I turn away from everyone else and look down into her blue eyes as they spill over. I squeeze her hand and lean closer in an attempt to steal her attention away from the half dozen people crowding her bottom end.
“I’m sorry for hurting her.”
“It’s alright.” It’s not alright. “She’ll be fine.” She might not be. “She’s just going to be here sooner than we thought.”
“I want you to take her home, Ms. Samantha. I want you to give my baby a safe home.”
No. “No one can take her home for a little while, Shari. She’ll stay here with you and you’ll both be okay.”
“I want you to keep her.”
No. “I’ll help you.”
Shari’s hands squeeze mine and her face clenches as a contraction takes over her body. Her foul-smelling breath pants past chipped and dirty teeth, but her blue eyes look fresh and young like some you might find a five-year-old possess. “I don’t want her. I want you to take her.”
I shake my head again. “Just concentrate on what we’re doing here today. You’ll change your mind once you meet her.”
“No--”
“Are you excited?” I smile as big as I can manage, though I don’t feel it at all. “You’re going to meet your baby today. Your baby girl, Shari. She’s a tiny version of you, are you excited?”
“Not like me.” She shakes her head and cries and begs. “Not like me. Like you. Don’t let her be like me.”
“Alright. Get ready.” The head OB turns back to us. “One more push, Shari. One more, it should be easy. Are you ready?”
“No.”
His cold eyes actually turn soft for half a beat. “Get ready. Push when I tell you. Three… Two…”
Shari squeezes my hand painfully before he even finishes counting, but just like predicted, it was ‘easy,’ and the hive of activity around us turns into overdrive as I catch sight of a tiny, skinny baby that more resembles a hairless cat.
My eyes don’t leave the baby, but Shari’s don’t leave me. “Please take care of her, Ms. Samantha.” Her eyes spill over, but at least her taut body begins to relax as people work around us. Instantly the baby is taken to the opposite side of the room and ninety percent of the medical personnel follow her.
Barbara stays with us, cleaning up near Shari’s legs and softly reassuring us with repetitive words of encouragement.
Like a funeral processional, the group of doctors and nurses create a protective perimeter around the baby’s tiny bed, then they rush her away without a word.

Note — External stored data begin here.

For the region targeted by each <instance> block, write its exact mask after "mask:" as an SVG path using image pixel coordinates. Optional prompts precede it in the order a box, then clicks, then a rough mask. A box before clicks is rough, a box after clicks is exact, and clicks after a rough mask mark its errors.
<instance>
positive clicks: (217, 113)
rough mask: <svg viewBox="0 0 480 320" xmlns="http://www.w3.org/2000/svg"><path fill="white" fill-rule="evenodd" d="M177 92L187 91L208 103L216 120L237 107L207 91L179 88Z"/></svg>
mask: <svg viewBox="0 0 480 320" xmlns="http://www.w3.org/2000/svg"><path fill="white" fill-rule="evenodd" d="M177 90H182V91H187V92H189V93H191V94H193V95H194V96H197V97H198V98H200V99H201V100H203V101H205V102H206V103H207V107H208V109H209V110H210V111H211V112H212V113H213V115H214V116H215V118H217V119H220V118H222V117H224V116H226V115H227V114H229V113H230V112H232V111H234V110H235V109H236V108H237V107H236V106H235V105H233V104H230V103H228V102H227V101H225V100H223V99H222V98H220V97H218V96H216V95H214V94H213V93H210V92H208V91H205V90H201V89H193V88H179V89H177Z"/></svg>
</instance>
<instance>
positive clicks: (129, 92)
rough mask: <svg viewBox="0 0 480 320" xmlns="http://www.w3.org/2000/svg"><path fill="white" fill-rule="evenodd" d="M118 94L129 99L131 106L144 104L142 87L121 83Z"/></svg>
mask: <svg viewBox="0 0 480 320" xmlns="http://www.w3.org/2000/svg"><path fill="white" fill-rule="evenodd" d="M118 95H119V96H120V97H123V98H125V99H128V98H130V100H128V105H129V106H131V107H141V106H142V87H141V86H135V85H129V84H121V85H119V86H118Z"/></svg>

They didn’t announce a healthy baby.
They didn’t confirm if she was a she.
They didn’t ask her name or offer skin-to-skin time with her mother.
They simply discarded Shari like she was inhuman, and not needing her anymore, they left.
“She’s okay,” Barbara announces softly, as though she can read my thoughts. “They’re taking her straight to the NICU. We’ll get you cleaned up, then we’ll see what we can do about going to see her.”
“Will she be okay?”
“So far so good, Mama.”
“When can I see her?”
“A few hours, I think. You can rest for now while I clean you up. I’ll get you in to see her as soon as I can.”